HE al-Attiyah addressing the ExxonMobil 2013 Energy Outlook Forum yesterday. Shale gas will prolong the availability of the non-renewable conventional energy, “may be even beyond 200 years,” he said.

 

By Pratap John/Chief Business Reporter

 

Shale gas development will not pose competition to conventional gas, but only to other sources such as coal and nuclear energy, said HE Abdullah bin Hamad al-Attiyah, President of the Administrative Control and Transparency Authority.

“I see shale gas complementing conventional energy; it will prolong the availability of the non-renewable conventional energy, may be even beyond 200 years,” al-Attiyah told Gulf Times on the sidelines of the “ExxonMobil 2013 Energy Outlook Forum” at the Four Seasons yesterday.

This, al-Attiyah said, must be seen in the context of some analysts raising concerns about the ability of conventional gas reserves to ensure long-term security of supply.

“With energy demand rising with growing population around the world - particularly in the two huge economies; China and India - both conventional and shale gas will have takers,” al-Attiyah said.

Earlier, in his opening remarks at the forum, al-Attiyah stressed that the global energy landscape is “changing rapidly”.

“And those changes will recast our expectations about the role of different countries, regions and fuels over the coming decades. We are living at a time of game-changers across the fuel spectrum and these will present both new opportunities and challenges,” al-Attiyah said.
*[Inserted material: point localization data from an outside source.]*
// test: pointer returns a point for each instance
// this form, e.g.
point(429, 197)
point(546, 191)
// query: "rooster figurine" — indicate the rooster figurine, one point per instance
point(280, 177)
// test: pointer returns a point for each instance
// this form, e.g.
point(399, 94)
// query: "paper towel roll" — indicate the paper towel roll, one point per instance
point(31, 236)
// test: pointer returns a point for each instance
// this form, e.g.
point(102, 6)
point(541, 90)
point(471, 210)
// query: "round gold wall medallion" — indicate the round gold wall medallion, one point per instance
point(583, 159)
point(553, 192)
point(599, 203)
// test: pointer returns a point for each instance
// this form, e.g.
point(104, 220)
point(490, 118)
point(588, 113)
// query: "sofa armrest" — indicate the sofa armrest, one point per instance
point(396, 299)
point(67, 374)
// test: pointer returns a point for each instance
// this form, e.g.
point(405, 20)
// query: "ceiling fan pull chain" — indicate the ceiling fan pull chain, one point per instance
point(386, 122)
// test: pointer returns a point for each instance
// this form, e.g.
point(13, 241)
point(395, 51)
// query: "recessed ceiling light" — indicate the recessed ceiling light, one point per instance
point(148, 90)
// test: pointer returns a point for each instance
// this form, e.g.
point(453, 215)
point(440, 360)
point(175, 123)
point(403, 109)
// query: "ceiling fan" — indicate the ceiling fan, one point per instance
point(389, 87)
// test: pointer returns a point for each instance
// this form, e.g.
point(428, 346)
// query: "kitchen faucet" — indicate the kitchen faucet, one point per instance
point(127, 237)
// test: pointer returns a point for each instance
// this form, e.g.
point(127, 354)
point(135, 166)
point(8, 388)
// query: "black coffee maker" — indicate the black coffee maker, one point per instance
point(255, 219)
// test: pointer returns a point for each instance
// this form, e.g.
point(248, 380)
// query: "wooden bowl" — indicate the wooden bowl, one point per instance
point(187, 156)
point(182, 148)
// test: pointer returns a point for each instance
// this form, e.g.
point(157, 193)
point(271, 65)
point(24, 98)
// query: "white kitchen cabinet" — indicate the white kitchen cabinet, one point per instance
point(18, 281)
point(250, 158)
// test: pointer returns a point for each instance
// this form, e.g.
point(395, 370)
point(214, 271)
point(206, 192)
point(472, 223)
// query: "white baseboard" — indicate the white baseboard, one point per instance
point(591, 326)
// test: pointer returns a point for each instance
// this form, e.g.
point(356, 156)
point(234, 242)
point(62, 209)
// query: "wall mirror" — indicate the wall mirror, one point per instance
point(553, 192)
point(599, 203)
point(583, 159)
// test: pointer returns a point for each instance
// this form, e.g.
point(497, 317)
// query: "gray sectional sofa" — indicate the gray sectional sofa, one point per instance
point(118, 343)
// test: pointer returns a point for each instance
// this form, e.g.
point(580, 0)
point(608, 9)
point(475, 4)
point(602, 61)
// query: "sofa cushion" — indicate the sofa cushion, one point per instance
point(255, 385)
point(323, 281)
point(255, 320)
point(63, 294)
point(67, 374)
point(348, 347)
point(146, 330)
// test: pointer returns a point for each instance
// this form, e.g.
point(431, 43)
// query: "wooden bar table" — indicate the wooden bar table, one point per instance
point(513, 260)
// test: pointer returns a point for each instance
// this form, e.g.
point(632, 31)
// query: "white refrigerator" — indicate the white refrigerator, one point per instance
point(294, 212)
Rapid developments in oil and gas production combined with population and economic growth, environment objectives, geo-political factors and government policies are having a profound effect on domestic, regional and international energy markets.

Al-Attiyah said forecasts conducted after the first oil shock in 1973 did not predict the ability of western economies to adopt more energy-efficient technologies and practices, which led to the oil price collapse of the 1980s.

Similarly, energy forecasters did not see the growing importance of the non-Opec production and the oil glut that followed in the 1990s.

More recently, long-term energy forecasts and projections made during the last decade did not see the rapid emergence of the shale gas phenomenon in the US and its huge impact potential on the global energy markets.

“Although most long-term forecasts are not perfect in some respect, we must acknowledge that they remain essential to investment decisions,” al-Attiyah said.

He complimented ExxonMobil for “the well established tradition of sharing its observations about the global energy picture with Qatar Petroleum and its planners every year.”

Al-Attiyah said both energy producers and consumers, planners, oil companies and investors, besides those who were affected directly or indirectly by the energy market impact, have a vital need for accurate energy data analysis and projection that are essential for policy development and financial and investment planning.